Sébastien revient, ses cheveux plaqués sur le crane avec du gel ce qui lui donne une allure un peu ridicule. Aller chez le barbier du coin, voilà quelque chose qui n'est pas prévu dans les programmes du club med ! Nous partons maintenant à la plage, Roger a appelé notre taxi exubérant  du premier jour, "Abdul c'est cool" comme il se qualifie lui même. A nouveau, il nous amène près du café La Rose et nous prenons rendez vous pour l'aéroport le lendemain. Aujourd'hui il fait beau mais le vent rend tout de même l'air assez frais.  C'est notre dernière baignade dans la fraiche méditerranée du mois d'avril. Nous n'avons certes pas eu un temps djerbien estival, mais aussi bien pour la température de l'air que de l'eau, c'est ce qu'on pourrait attendre en juillet sur la côte Atlantique ou dans la Manche. Nous devions manger à la Rose mais le café est fermé aujourd'hui. Nous attendons derrière un muret des amis qui doivent nous rejoindre. A l'abri du vent, assis sur la pierre chaude, on est vraiment en été.
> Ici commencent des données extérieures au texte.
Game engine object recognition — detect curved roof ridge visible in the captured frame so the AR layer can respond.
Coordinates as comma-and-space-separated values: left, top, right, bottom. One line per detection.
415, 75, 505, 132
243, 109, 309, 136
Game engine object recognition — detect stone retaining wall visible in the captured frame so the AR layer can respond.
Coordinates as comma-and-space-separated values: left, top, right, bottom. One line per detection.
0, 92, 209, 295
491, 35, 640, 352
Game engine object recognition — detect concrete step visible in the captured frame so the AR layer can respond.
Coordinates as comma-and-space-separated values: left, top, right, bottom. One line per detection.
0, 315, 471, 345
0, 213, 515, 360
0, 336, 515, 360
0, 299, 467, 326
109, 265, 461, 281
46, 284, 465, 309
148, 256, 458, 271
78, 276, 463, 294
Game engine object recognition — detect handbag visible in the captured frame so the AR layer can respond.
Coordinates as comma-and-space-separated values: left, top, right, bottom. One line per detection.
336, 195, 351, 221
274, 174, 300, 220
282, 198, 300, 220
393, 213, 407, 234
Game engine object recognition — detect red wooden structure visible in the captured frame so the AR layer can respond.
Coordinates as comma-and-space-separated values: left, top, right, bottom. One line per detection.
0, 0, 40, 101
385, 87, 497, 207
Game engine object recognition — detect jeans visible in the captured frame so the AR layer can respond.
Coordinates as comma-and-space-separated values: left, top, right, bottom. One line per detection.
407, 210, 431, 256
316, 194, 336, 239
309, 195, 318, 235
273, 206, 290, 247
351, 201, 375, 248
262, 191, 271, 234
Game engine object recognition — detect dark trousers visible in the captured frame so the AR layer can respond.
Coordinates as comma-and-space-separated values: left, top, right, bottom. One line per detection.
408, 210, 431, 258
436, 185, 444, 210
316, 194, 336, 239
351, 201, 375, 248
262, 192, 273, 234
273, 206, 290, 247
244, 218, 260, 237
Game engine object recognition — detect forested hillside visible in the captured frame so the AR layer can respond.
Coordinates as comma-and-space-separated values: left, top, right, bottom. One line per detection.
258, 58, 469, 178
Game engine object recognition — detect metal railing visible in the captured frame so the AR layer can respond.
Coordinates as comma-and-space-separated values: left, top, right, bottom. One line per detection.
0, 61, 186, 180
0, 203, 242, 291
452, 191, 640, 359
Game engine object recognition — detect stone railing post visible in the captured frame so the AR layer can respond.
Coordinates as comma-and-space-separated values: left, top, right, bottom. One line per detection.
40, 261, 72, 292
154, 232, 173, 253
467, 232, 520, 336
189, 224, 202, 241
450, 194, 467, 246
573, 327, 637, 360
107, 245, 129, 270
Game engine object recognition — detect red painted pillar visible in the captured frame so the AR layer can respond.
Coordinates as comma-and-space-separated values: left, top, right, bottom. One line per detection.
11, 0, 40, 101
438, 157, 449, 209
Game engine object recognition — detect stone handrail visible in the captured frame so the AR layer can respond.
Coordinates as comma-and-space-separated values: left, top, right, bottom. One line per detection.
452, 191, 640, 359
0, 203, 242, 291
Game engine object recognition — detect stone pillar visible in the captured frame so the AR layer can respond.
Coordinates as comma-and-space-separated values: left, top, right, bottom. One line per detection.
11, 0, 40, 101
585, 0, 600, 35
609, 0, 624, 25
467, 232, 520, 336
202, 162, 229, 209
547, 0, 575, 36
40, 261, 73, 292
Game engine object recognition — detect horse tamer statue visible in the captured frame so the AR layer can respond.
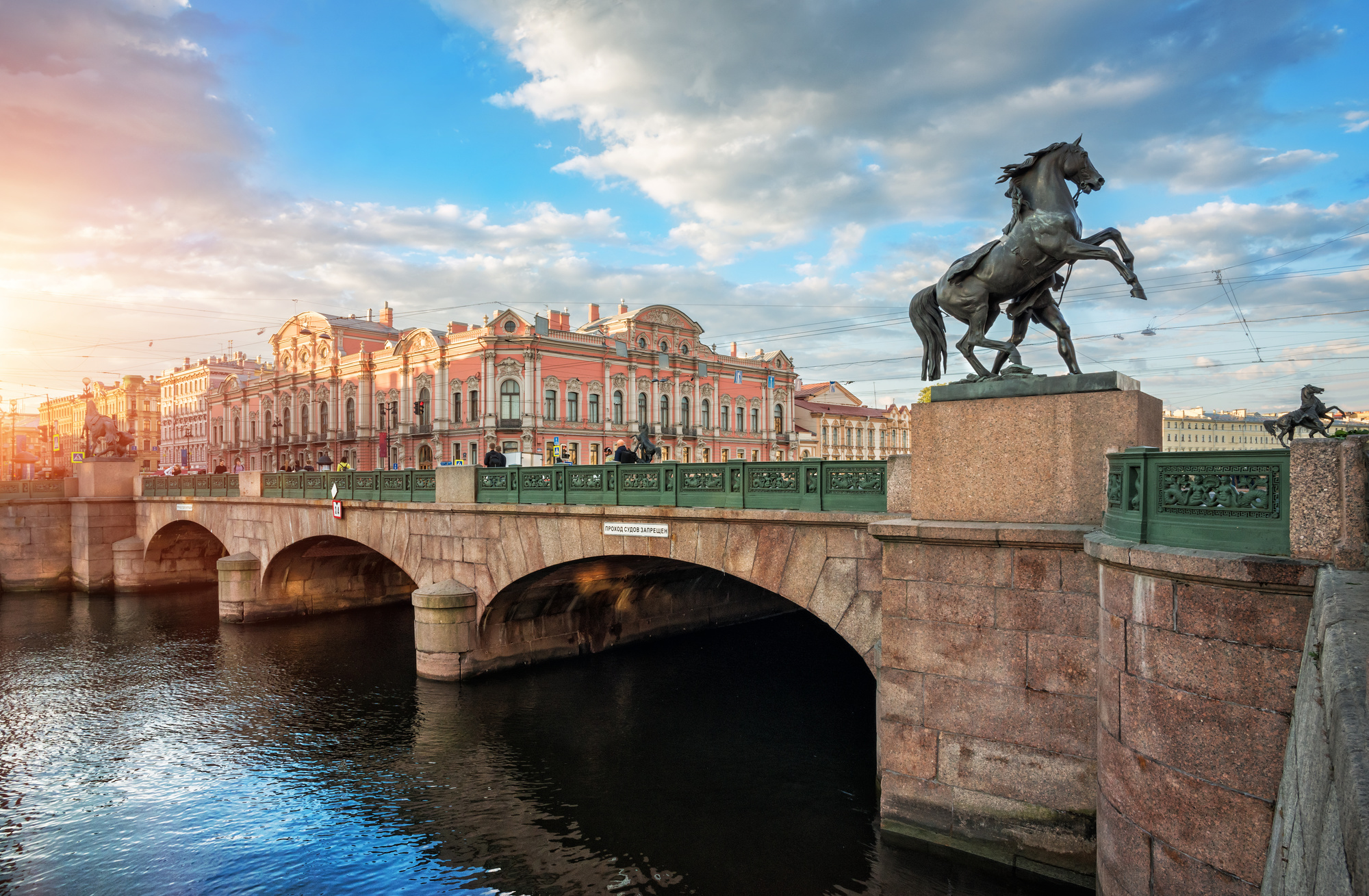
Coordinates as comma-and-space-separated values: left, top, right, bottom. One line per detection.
1265, 383, 1346, 448
84, 398, 133, 458
908, 134, 1146, 382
Les amis de Roger arrivent et nous partons tous vers un restaurant de Houmt Souk, le Carthage. Je prend un riz djerbien et Seb un couscous : profitons encore un peu de la gastronomie locale. Pendant le repas, nous pouvons découvrir les deux amis de Roger. Ce sont un français à la retraite et son amie tunisienne. Lui semble tout droit sorti d'un roman de Mac Orlan : vieux loubard qui a tout vécu, fait le tour du monde et a fini par se fixer dans un coin.  Il parle avec un accent populaire à l'ancienne, ou plutôt il grogne car il râle beaucoup. Il trouve tout cher et pignoche sur la carte du restaurant : "Ça veut dire quoi brochette, y en a combien ? Quoi, une seule ! Ah non, c'est pas possible ça... Et les merguez ? Quatre ? Ouais ba elles doivent pas être plus grosses que mon petit doigt ! Ils s'en font pas ici , et pis ça a encore augmenter !" Le serveur, qui le connait sans doute, ne semble pas se formaliser et lui répond poliment avec le sourire en coin.  Son amie est d'ici et elle au courant de tout ce qui se passe à Djerba, en parlant cinq minutes avec elle, nous en apprenons plus que pendant notre semaine entière. Nous savions qu'il y avait eu des heurts dimanche dernier pendant la nuit et que l'armée avait dû intervenir. Elle nous explique que tout cela vient des tensions entre les habitants de Djerba et les "étrangers" qui viennent des ville de Kasserine et Sidi-Bouzid. L'île de Djerba est beaucoup plus riche que de nombreuses villes tunisiennes et elle attire donc une immigration interne importante. D'après les djerbiens, ce sont ces "étrangers" qui sèment les troubles et c'est aussi chez eux qu'on trouve la délinquance, la prostitution, etc. C'est aussi eux qui ont été le plus impliqués dans la révolution. Les djerbiens sont conservateurs et s'ils sont content du départ de Ben Ali, ils veulent surtout que le commerce reprenne. Les autres, plus miséreux, voudraient tirer leur épingle du jeu et voir leur situation s'améliorer. Dans le chaos actuel, les djerbiens ont voulu chasser les autres et, de là, naissent tensions et parfois affrontements. Enfin bon, à priori, cela reste très limité : les touristes peuvent passer des semaines sur l'île sans jamais ne s'apercevoir de rien.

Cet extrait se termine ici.